Le stimulus incantatoire de Bush : 250 dollars de dégrèvement par contribuable

Symbole de Wall Street. Le veau d'or devenu taureau ?


Par Mike Whitney, le 15 janvier 2008


​​​​Dans les prochaines semaines, George Bush va prouver que le secteur de l'entreprise de ces 30 dernières années, l'économie [déréglementée] du marché libre, n'a été rien de plus qu'un tas de fumier de cheval trop fait. En fait, pour le moment, les B-52 sont chargés de palettes pleines de billets de cent dollars fraîchement imprimés, qui seront largués par nuées dans la mer ensoleillée dès que le roi George fera un signe de tête.


​​​​Vous pensez que je suis dingue ?


​​​​Les « offres de stimuli » de Bush sont la plus grande et la plus scandaleuse escroquerie hyper-inflationniste jamais perpétrée contre le peuple étasunien.

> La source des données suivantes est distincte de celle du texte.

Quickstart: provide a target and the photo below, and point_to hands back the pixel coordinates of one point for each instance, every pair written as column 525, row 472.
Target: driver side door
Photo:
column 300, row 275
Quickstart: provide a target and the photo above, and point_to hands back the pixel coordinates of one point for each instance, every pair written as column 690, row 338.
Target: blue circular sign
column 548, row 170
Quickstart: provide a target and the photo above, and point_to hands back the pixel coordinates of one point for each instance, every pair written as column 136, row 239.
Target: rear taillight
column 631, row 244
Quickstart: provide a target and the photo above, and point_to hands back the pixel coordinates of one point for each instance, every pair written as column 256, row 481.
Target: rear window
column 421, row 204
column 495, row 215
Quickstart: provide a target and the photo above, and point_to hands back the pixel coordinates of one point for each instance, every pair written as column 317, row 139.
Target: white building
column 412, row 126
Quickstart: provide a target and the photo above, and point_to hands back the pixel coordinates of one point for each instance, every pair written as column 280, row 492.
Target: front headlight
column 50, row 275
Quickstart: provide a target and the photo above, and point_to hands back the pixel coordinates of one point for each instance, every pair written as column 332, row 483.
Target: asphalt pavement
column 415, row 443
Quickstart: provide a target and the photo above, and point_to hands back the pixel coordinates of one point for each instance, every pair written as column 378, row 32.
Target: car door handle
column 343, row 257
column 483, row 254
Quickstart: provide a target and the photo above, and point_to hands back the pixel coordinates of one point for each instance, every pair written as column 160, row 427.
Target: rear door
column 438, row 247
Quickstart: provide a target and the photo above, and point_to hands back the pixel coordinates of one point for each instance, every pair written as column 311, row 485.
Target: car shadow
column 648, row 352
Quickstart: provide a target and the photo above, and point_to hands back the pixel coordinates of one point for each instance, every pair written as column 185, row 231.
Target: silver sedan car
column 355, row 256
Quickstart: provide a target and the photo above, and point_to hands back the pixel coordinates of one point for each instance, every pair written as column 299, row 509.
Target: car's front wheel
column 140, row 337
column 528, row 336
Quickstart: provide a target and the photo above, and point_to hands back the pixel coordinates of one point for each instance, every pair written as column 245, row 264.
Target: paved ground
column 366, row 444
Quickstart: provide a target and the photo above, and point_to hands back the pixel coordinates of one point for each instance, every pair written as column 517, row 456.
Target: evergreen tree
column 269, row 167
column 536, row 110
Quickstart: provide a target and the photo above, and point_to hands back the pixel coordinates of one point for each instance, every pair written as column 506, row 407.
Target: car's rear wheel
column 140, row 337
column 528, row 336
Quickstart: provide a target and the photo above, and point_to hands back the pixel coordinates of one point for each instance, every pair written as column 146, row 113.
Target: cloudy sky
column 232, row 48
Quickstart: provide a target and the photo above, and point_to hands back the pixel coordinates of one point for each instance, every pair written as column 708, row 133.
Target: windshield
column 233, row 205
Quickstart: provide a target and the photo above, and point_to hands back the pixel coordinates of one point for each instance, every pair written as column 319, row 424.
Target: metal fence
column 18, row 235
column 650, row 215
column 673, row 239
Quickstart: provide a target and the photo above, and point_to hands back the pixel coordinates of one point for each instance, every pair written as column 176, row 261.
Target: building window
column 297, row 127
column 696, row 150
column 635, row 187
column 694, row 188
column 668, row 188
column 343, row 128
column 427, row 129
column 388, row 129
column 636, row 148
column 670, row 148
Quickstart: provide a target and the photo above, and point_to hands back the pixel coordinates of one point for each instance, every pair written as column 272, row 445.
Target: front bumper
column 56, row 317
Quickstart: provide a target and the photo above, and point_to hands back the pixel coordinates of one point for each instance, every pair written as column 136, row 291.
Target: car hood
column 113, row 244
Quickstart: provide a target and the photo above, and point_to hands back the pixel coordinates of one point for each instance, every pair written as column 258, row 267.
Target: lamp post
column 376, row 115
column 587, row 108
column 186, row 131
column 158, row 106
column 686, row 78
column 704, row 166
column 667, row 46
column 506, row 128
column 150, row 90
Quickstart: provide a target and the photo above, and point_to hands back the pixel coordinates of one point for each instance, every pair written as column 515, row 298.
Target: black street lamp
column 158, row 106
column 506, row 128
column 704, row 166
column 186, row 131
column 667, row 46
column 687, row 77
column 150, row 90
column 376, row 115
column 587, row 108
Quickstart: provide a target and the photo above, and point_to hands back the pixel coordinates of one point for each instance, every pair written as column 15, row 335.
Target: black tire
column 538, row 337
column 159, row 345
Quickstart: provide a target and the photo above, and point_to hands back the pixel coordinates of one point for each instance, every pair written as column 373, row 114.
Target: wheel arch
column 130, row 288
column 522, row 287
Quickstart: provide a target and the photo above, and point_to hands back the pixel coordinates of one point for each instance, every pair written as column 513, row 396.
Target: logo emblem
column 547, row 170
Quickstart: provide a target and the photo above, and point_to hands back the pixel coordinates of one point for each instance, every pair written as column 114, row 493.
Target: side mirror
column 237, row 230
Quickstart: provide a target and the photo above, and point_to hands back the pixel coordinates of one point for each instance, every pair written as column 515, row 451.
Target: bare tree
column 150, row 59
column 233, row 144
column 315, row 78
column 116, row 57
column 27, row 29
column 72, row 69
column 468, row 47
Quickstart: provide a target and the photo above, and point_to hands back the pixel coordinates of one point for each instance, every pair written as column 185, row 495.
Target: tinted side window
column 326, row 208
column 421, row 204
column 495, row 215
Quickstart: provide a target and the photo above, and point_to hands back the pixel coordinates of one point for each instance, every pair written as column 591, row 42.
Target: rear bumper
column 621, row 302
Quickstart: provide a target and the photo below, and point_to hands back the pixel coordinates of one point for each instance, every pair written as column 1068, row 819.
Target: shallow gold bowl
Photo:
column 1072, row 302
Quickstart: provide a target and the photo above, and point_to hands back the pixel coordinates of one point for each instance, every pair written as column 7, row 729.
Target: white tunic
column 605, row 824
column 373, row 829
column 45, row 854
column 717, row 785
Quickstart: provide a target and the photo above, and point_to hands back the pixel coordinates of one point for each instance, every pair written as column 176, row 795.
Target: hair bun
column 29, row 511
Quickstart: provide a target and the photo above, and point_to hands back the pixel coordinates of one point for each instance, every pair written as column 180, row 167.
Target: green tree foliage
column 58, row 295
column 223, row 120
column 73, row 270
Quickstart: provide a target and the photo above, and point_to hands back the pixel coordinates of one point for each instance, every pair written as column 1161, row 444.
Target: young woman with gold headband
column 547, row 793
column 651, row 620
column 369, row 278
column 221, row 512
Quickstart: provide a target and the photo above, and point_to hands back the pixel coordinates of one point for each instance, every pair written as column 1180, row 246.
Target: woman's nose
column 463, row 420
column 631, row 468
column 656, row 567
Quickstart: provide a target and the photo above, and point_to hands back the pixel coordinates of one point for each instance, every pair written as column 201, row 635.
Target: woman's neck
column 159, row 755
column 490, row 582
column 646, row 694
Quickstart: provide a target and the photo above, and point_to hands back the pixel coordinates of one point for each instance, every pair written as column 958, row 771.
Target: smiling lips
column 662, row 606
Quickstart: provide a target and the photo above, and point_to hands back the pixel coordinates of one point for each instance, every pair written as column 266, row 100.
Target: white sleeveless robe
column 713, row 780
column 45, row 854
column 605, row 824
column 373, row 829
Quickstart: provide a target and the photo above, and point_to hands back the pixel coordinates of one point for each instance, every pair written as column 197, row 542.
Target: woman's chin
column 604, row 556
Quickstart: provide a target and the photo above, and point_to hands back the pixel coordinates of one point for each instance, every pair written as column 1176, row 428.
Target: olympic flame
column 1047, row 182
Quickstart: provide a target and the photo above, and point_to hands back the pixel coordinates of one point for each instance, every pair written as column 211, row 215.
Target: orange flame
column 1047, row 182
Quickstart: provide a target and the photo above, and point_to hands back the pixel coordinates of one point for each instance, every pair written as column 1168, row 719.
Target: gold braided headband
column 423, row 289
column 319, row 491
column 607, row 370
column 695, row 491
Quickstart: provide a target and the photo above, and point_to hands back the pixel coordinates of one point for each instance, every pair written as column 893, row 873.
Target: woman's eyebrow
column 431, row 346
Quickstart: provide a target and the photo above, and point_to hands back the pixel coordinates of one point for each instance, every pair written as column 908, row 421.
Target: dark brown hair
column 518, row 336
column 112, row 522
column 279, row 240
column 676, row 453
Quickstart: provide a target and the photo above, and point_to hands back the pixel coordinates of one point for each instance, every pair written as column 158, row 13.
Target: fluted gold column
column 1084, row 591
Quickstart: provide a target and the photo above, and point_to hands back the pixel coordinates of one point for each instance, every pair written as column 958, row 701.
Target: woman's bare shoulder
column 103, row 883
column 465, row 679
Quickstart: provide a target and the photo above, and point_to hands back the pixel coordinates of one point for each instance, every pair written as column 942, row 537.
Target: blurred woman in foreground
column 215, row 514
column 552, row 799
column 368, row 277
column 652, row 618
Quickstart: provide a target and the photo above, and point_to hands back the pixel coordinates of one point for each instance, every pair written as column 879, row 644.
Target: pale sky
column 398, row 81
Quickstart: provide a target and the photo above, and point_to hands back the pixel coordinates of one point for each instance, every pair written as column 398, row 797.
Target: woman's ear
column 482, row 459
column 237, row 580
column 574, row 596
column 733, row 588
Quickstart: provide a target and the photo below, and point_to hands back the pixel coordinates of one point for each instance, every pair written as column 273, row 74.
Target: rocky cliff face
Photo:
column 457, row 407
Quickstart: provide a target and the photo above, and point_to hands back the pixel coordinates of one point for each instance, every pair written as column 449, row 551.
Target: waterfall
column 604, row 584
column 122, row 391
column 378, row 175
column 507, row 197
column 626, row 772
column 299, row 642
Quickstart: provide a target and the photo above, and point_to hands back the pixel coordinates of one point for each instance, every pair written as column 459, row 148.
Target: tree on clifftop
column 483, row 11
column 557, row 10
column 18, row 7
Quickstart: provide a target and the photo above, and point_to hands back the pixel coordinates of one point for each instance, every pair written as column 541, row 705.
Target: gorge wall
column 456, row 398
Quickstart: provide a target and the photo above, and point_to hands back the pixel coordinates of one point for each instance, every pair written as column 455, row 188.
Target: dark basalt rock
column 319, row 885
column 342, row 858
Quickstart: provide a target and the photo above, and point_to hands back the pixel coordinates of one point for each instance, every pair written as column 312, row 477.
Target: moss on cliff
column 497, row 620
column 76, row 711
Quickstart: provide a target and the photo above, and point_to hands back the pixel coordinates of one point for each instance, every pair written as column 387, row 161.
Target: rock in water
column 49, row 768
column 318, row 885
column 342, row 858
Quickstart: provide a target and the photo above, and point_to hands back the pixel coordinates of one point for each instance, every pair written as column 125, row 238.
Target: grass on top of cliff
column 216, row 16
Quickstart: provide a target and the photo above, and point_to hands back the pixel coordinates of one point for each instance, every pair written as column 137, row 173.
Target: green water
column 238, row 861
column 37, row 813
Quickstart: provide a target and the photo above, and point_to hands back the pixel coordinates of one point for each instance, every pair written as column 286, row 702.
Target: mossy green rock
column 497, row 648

Ce sont 100 milliards de dollars de renflouage, payés par le contribuable, qui sont jetés ensemble à une allure folle afin de prévenir l'effondrement de la consommation des ménages, l'exode des capitaux étrangers, et le douloureux glissement vers la récession. Et, devinez quoi ? Les deux partis politiques sont sur le pont. C'est un acte de désespoir absolu, conçu pour traiter la catastrophe créée par la Réserve fédérale, la désintégration de l'immobilier. Le gouffre financier du subprime (emprunt à haut risque) dans l'immobilier de Greenspan, à présent en pleine crise, menace d'asséner le coup de grâce à l'économie mondiale. C'est pourquoi les feux rouges clignotent au 1600 Avenue Pennsylvania [à la Maison Blanche, NDT]. Et, c'est pourquoi la cohorte entière des 435 politicards sans scrupules aux cheveux laqués qui mènent le Congrès galopent en rond autour en essayant de trouver une solution.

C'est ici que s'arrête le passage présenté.